Stranger Things Studios: Debut Film

Stranger Things Studios's debut film is an untitled short about a ghost that invades someone's home in search of sustenance.  It finds it in the form of an apple, only to be repeatedly thwarted in its attempt to seize it.



Final Stats:
Hours on Set: 6
Hours of Postproduction: 5
Cost: $4


Director’s Notes:

Being my first movie attempt ever, it was not only a challenge in and of itself, but I learned very quickly that four years of film school - hell, four weeks of the basics - would have been helpful, if not vital.  You’d think it was simpler.  Point.  Shoot.  Crop.  Paste.  Done.  Right?

Wrong.  You have to have every single second of the movie planned out; figure out how to pull off every angle you want to do.  Come up with the angles to begin with.  Hope you’re in frame the whole time.  Etc. etc.  Like I said.  The basics.

Filming done, you just crop it all together, like paragraphs in a word program.  But what program?  What format?  What format is footage on the camera?  What format does each program support?  How do you get it to run on iTunes?  YouTube?  DVD?

And most importantly, how do you do it without spending money?

I made it work, somehow.  I’m sure I went about it all wrong though, because my methods strike me as nothing short of convoluted.  My digital camera saves its files in a format no program recognizes.  I had to convert the footage twice during the process.  But that’s the price one pays when one doesn’t want to pay the price to own a better program.
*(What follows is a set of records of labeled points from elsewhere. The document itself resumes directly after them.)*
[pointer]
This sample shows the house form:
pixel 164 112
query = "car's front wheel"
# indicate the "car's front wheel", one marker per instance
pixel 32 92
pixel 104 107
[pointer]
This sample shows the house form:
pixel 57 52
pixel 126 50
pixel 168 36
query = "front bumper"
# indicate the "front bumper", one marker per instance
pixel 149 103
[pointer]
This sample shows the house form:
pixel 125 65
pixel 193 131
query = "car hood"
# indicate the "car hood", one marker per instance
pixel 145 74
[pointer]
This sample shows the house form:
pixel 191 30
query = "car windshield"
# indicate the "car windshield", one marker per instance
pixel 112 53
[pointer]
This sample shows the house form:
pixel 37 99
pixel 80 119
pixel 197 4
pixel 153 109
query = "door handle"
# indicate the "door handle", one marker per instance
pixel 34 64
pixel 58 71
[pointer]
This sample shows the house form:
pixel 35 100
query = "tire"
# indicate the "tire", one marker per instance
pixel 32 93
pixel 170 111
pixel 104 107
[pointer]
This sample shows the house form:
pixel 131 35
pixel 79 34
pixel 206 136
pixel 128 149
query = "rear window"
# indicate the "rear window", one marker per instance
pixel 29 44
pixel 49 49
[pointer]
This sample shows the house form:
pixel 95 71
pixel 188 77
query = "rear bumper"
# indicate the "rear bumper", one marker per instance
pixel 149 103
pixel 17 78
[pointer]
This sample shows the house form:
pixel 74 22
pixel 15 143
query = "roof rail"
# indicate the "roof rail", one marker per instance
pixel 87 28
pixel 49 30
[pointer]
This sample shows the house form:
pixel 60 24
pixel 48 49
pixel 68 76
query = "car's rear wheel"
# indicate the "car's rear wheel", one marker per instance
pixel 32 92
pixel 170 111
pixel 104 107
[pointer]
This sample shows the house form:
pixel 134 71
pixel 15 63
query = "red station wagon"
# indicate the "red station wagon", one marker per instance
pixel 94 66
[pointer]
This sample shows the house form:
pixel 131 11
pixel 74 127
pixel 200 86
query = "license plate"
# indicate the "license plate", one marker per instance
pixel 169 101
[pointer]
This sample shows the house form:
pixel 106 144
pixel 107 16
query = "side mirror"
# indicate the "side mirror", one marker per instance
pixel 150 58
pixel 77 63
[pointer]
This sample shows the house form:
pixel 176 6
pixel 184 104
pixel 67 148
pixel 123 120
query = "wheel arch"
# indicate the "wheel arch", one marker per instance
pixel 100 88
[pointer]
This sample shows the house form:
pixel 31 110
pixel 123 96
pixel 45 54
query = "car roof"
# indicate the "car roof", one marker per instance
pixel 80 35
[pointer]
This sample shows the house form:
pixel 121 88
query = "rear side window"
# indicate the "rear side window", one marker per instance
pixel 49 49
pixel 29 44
Technology aside, two other challenges arose during the process.  Foremost was I was filming solo.  For anyone who has ever taken a photo of themselves, you know how it goes.  Point.  Shoot.  Check the result.  Restart.  Point.  Shoot.  Check.  Nope.   You screw up the exact same way over and over again because no one’s there to correct you.

The other challenge was consistency between shots.  I was well into the editing stage when I discovered that I had to re-film three or four shots, because there were blatant discrepancies between them.  A light is suddenly on in one shot; off the next.  The camera got bumped.  Items appear out of nowhere.  Disappear into thin air.  In one shot in particular, I had a second apple sitting out just in frame, right next to the ghost.  What’s the point in chasing down the guy if there’s an apple right there.  Sigh...

Yet in the end, what matters is that it worked, and that my simplistic movie turned out the way I planned it.  For a first try, I am quite pleased with the end result.